Ничего вроде бы не изменилось, но рабы, избегая моего взгляда, опускают головы. На берегу я замечаю Каова, он стоит с шестом, увенчанным каким-то шаром ― это, верно, один из странных знаков Белого Христа. Кто монахом был, тот монахом и останется, говаривал Каов, а оттого, что его выкрали из монастыря, он не стал менее святым человеком в глазах Христа. Я машу ему рукой, но он не шевелится, хотя, я знаю, он меня увидел.
В доме Гудлейва сумрачно, холодный свет сеется сквозь дымник. Потрескивает огонь в очаге, дыхание завивается клубами, и фигуры, горбящиеся на скамьях у подножия высокого сиденья, поворачиваются к нам, когда мы входим.
Глаза привыкают к сумраку, и я вижу, что на высоком месте Гудлейва сидит кто-то другой, кто-то с волосами до плеч, темными, как вороново крыло.
Черноглазый, черноусый, в синих клетчатых штанах, как ирландец, и в тончайшей синего шелка верхней рубахе, отороченной по подолу красным.

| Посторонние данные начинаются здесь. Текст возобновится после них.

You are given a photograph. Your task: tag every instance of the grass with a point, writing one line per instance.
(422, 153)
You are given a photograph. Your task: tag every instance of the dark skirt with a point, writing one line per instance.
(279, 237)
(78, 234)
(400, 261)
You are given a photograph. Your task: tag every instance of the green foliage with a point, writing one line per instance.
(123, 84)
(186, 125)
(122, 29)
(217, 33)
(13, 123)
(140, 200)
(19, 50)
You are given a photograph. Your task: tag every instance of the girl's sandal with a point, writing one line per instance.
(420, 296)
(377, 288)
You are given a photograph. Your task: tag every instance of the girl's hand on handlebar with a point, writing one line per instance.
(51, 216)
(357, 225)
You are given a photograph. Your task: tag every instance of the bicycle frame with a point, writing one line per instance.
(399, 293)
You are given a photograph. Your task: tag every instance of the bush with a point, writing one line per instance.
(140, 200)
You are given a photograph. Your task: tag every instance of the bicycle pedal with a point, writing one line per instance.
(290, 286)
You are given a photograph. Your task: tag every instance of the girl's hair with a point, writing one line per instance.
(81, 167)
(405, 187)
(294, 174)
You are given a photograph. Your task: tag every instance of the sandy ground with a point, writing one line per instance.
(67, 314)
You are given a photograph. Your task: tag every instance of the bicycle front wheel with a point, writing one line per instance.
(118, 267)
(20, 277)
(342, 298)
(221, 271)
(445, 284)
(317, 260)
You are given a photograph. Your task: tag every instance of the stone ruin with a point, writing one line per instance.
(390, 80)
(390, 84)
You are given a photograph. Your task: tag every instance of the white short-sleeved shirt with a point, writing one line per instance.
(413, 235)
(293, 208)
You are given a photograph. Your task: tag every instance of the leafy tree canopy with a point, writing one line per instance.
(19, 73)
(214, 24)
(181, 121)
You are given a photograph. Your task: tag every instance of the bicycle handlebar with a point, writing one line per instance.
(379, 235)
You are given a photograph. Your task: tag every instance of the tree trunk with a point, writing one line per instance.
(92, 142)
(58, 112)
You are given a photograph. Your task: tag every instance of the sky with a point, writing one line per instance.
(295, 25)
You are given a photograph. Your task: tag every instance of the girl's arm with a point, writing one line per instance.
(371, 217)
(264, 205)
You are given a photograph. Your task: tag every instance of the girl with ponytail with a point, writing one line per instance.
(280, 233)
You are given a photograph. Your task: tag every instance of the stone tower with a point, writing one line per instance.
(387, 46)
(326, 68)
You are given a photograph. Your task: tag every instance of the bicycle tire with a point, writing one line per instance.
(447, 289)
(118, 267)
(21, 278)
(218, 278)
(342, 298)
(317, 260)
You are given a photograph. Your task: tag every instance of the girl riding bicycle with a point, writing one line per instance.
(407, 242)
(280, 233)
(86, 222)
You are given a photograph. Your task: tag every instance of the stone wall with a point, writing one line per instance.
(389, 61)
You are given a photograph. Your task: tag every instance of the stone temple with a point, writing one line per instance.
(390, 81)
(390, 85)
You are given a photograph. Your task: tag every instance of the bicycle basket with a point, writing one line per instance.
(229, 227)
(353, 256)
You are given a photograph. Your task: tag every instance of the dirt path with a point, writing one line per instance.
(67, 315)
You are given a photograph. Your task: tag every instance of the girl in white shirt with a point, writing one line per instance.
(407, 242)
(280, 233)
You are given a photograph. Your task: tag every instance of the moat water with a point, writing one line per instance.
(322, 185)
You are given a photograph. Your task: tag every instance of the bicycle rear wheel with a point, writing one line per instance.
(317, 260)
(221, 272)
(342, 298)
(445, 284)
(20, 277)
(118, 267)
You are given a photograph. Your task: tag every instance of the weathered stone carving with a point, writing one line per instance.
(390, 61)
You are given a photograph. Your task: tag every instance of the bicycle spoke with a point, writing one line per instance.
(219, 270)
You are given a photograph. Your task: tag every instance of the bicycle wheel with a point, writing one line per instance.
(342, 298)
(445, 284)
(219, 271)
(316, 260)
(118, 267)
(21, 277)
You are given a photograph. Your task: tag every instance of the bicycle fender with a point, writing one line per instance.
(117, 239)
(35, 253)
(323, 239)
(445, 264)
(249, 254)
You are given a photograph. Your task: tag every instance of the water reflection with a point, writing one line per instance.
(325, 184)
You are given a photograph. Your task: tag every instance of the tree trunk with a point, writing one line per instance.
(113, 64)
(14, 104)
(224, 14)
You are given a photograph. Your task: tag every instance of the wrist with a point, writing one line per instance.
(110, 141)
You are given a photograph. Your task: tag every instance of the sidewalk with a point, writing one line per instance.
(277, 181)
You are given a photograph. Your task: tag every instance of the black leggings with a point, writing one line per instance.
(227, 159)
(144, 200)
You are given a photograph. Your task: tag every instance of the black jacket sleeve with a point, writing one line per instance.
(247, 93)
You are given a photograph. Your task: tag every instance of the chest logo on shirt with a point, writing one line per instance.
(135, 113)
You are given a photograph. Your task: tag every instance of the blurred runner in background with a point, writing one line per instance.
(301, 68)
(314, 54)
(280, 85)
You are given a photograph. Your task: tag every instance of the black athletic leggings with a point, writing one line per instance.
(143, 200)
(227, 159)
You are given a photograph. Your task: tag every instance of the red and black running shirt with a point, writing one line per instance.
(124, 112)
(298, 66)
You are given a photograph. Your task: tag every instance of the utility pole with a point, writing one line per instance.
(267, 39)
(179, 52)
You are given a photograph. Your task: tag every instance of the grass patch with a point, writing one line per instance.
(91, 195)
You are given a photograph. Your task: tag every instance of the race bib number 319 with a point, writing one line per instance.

Одной рукой опирается на толстоголовую рукоять меча в ножнах, стоящих между ног. Великолепный меч, рукоять с треугольным тяжелым серебряным навершием и богато украшенная у перекрестья. Другой рукой сжимает меховой плащ у горла. Плащ Гудлейва, замечаю я. И высокое место тоже Гудлейвово. Только украшения с корабельных штевней ― не те. Прежние стоят рядком в сторонке, а по бокам высокого места поставлены другие ― гордые звериные головы с оленьими рогами и раздувающимися ноздрями.
Жестоковыйные люди, товарищи моего отца по веслам, уважающие его, ибо он ― кормчий корабля и умеет читать волны, как другие читают руны. Шесть десятков пришли в Бьорнсхавен только потому, что он того пожелал, хотя и не был предводителем этих варягов, этой связанной клятвой шайки-дружины и их проворного змеекорабля ― «Сохатого фьордов».
Предводительствовал ими Эйнар Черный, теперь сидевший на высоком месте Гудлейва так, словно оно его собственное.
У его ног сидели другие; один из них ― Гуннар Рыжий, в плаще, руки на коленях и совершенно невозмутимый. Кожаный ремешок не дает упасть на лицо выцветшим рыжим лохмам. Он глянул на меня и ничего не сказал, глаза ― серо-голубые и блестящие, как летнее море.
Других я не знал, хотя вроде узнал Гейра ― нос, давший ему прозвище, мешком и весь в багровых прожилках дергался на лице, ― он рассказывал о том, как нашел меня, наполовину замерзшего, всего в крови, а рядом ― обезглавленная женщина. Стейнтор, бывший с ним, согласно кивал косматой головой.
Мол, сейчас-то им смешно, а тогда перепугались, увидев огромного мертвого белого медведя с копьем в пасти и мечом Бьярни в сердце. И Стейнтор весело признался, вызвав хеканье и усмешки остальных, что с ним самим случилась медвежья болезнь.
Там были еще два незнакомых человека. Один ― такого здоровяка я в жизни не видел ― толстобородый, толстобрюхий, толстоголосый; все у него было толстое. Синий плащ из тяжелой шерсти и самые большие морские сапоги, какие мне доводилось видеть, и засунутые в них самые мешковатые в мире штаны в синюю и серебряную полоску. На эти штаны ушло много мер шелка. А на голове ― меховая шапка с серебряным колпаком, что звенел, точно колокол, случайно задевший лезвие огромной данской секиры, древком которой здоровяк то и дело постукивал по крепко сбитому полу дома. Из глубины его глотки раздавалось «Хм» всякий раз, когда Гейру в рассказе удавался кеннинг лучше обычного.